CNN.com posted some fascinating data yesterday; the sort of thing that delights a Freakonomics fan eager to see correlations between things we don't ordinarily think about as well as those things we usually do.  Sure, some of the categories are tautological.  Conservatives and Republicans vote red. That white men tend to be red and white women only a bit less so, isn't surprising either, but the way income plotted against political leanings varies by income bracket surprised me, at least.  It's not quite true that more money makes for more red leanings.

But age is a very strong factor with those over 65 being substantially more Republican  and those under 30 being even more strongly biased the other way.  Not much surprise at all there, nor is racial identification Vs. politics surprising even if it's possibly the strongest correlation.  People identifying themselves as white are about 69% red Vs. about 7% for claimants to African-American status.

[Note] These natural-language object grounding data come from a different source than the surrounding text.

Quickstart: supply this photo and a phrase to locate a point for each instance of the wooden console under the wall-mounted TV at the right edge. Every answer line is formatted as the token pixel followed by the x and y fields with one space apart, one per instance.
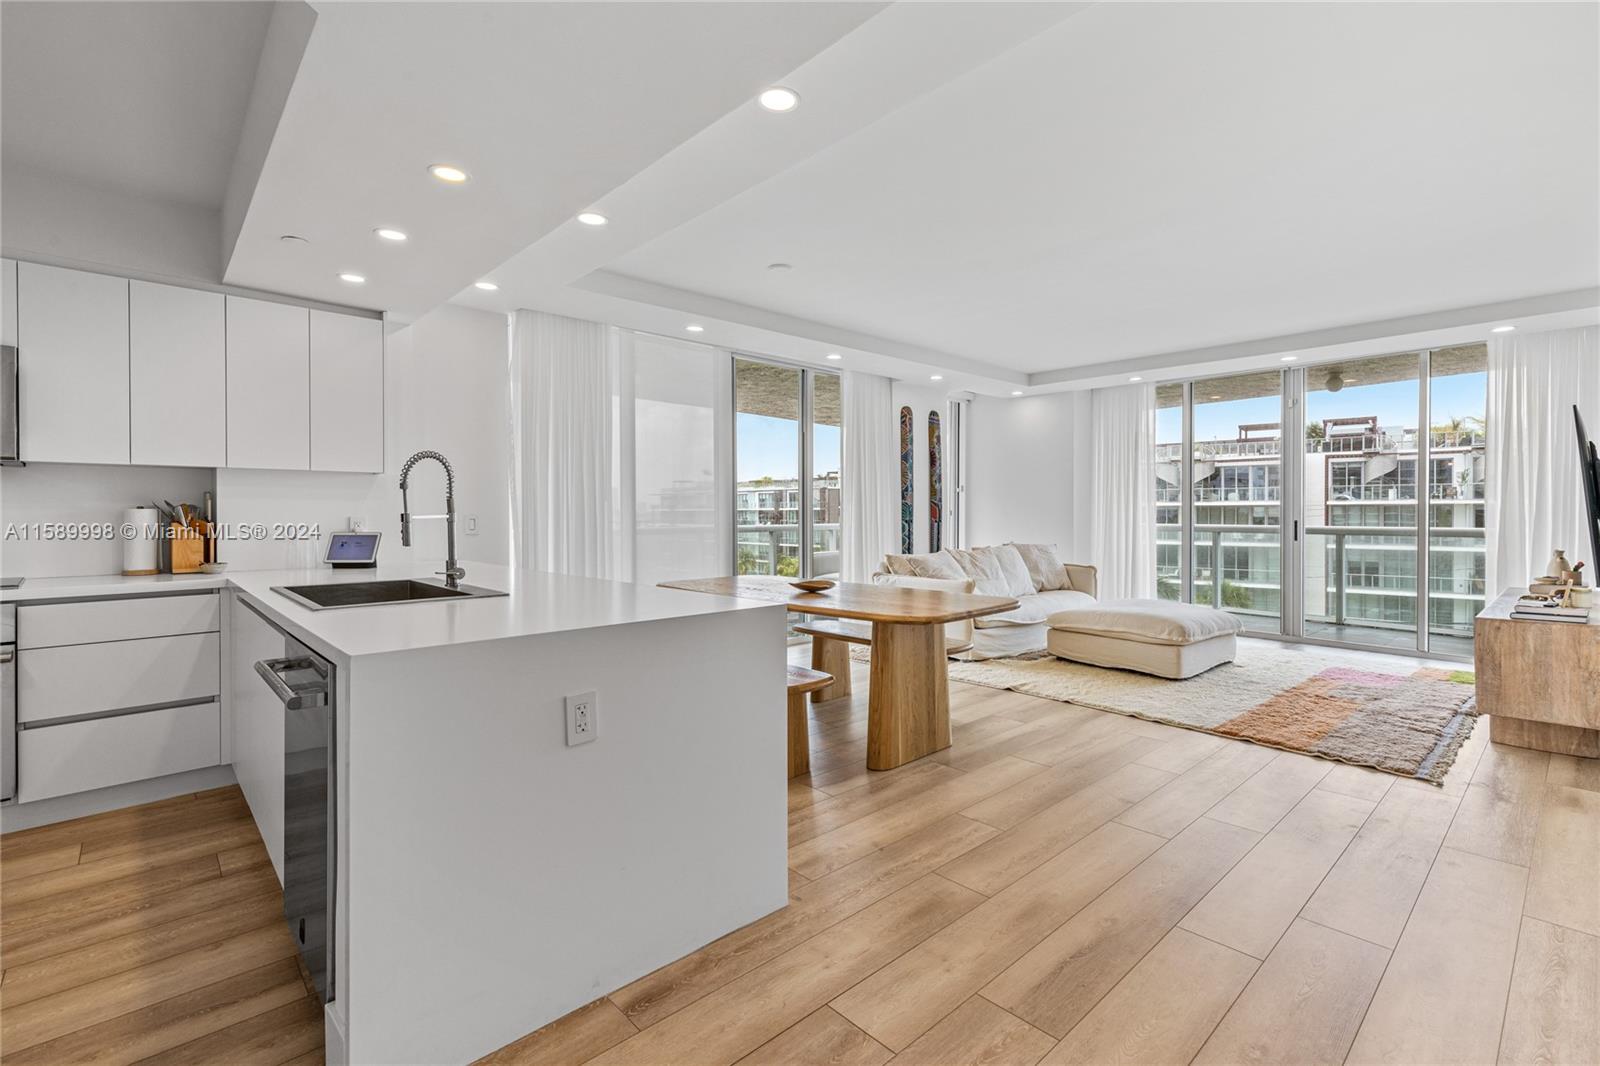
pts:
pixel 1540 679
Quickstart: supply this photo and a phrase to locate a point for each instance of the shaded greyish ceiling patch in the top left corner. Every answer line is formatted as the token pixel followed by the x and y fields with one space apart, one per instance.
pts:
pixel 146 98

But the one of so many factors that screams for attention and doesn't get enough of it I think,  is that religion, or religious identification seems to be one of the most dominant factors of all and that if you want to predict how someone will vote, asking what group they identify with and how often they attend functions  will give you a good prediction. In terms of religious fervor alone: if you never attend services, you're 62% likely to be blue. Go more than once a week and that drops to 36%.

Call yourself Protestant and you're 42% likely to be blue, but Catholics, not surprisingly to me, are closer to 50% Liberal minded.  But lump Jews, Muslims, Buddhists and others together into "other" and any one of those others has a  whopping 74% chance of  voting blue.  Atheists?  Almost the same at 70%.  The name you call God, if you in fact believe in one, may have more influence on your choices than all the reasons you give yourself regarding economic or foreign policy.

No, there's nothing intrinsically weird about any of these many categories, but it's sometimes not what you would have thought and there are quite a number of things that obviously are factors in that complex equation determining what we perhaps not so accurately call our free choice!  We all like to think we make our choices independently and based on facts, but the numbers suggest strongly otherwise. They suggest that what we accept as truth and as facts has everything to do with our micro-cultural involvement. Whether we're skeptical or gullible, authoritarian or libertarian may have something to do with life experience but obviously not entirely.  We're tribal animals and although we're able and eager to find tribes to belong to, some of our illusion of free will may be just that.  Illusory.